Für Aufsehen im Wissenschaftsbetrieb sorgte der Zellphysiologe mit dem Nachweis, dass der Mensch nicht nur mit der Nase riecht. Auch innerhalb des Körpers reagieren Riechrezeptoren auf Düfte. Angelockt durch Maiglöckchenduft steuern Spermien um Beispiel gezielt die Eizelle an. "Menschliche Spermien tragen an ihrer Oberfläche auch einen dieser Riechrezeptoren, sind damit also eigentlich Riechzellen mit einem kleinen Schweif und können tatsächlich Maiglöckchenduft erkennen."

Spermien (Foto: picture-alliance)
Sie werden von Maiglöckchen-Duft angelocktBild: picture-alliance / OKAPIA KG, Germany

Enttarnt hat Hanns Hatt im Labor an der Bochumer Ruhr-Universität inzwischen weitere 20 Riechrezeptoren, die sich auf Spermien befinden.
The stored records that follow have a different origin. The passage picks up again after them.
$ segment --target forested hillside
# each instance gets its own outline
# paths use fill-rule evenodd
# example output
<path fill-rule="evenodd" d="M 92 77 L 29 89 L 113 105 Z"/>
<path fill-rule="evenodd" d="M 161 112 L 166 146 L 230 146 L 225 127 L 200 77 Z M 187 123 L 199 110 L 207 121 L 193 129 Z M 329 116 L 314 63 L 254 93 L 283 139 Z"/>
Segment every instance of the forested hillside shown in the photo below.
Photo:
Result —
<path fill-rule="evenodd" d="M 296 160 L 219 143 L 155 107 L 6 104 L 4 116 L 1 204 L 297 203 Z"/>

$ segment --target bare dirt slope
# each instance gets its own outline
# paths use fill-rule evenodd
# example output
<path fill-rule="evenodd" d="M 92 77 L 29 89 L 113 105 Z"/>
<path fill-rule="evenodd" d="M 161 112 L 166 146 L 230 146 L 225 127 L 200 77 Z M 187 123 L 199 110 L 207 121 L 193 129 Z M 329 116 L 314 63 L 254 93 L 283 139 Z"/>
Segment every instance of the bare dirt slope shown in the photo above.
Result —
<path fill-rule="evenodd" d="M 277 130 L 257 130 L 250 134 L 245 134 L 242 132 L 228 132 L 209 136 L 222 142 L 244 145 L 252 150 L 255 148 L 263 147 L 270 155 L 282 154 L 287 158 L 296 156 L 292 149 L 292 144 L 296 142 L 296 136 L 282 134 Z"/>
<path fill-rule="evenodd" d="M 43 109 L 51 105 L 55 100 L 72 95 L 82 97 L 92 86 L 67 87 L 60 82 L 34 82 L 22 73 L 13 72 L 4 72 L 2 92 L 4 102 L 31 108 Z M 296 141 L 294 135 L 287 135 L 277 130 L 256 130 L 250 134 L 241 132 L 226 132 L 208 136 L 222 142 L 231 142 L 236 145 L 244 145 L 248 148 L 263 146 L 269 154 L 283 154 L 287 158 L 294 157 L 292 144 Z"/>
Und der Geruchsforscher lässt bei seiner Arbeit mit dem Mikroskop garantiert nicht eher locker, bis er weiß, auf welche Düfte die Spermien auf ihrem Weg Richtung Eizelle besonders positiv reagieren. Riechrezeptoren hat er außerdem in der Prostata aufgespürt. Diese Rezeptoren reagieren sehr stark auf Veilchenduft. Das wiederum könnte in der Medizin einen Schritt nach vorn bedeuten. Denn nach dem derzeit von ihm erforschten Stand der Dinge stoppt Veilchenduft krebskranke Prostatazellen bei der Teilung.

Die von Hanns Hatt forcierte Geruchsforschung kennt viele Facetten. Dazu gehört auch die Behandlung von Angstpatienten. Bei ihnen könnte eine Mischung aus Jasmin-Extrakten angewendet werden, die das Team des Zellphysiologen bereits zum Patent angemeldet hat. Aufgenommen über die Atmung gelangt dieser Duft in die Lunge, von dort aus ins Blut und danach direkt ins Gehirn. Dort löst diese Jasmin-Mischung die gleiche beruhigende Wirkung aus wie Valium. Pharmakologische Nebenwirkungen oder Risiken sind nicht bekannt. Aber die Forschung hat ihre Grenzen. Die Rolle der Gerüche im Miteinander der Geschlechter ist ein gutes Beispiel. Hanns Hatt dämpft da allzu große Hoffnungen und Erwartungen: "Es ist natürlich kaum denkbar, dass wir einen Duftstoff finden, der alle Menschen glücklich macht, der alle Menschen sexuell erregt oder alle Menschen attraktiv macht."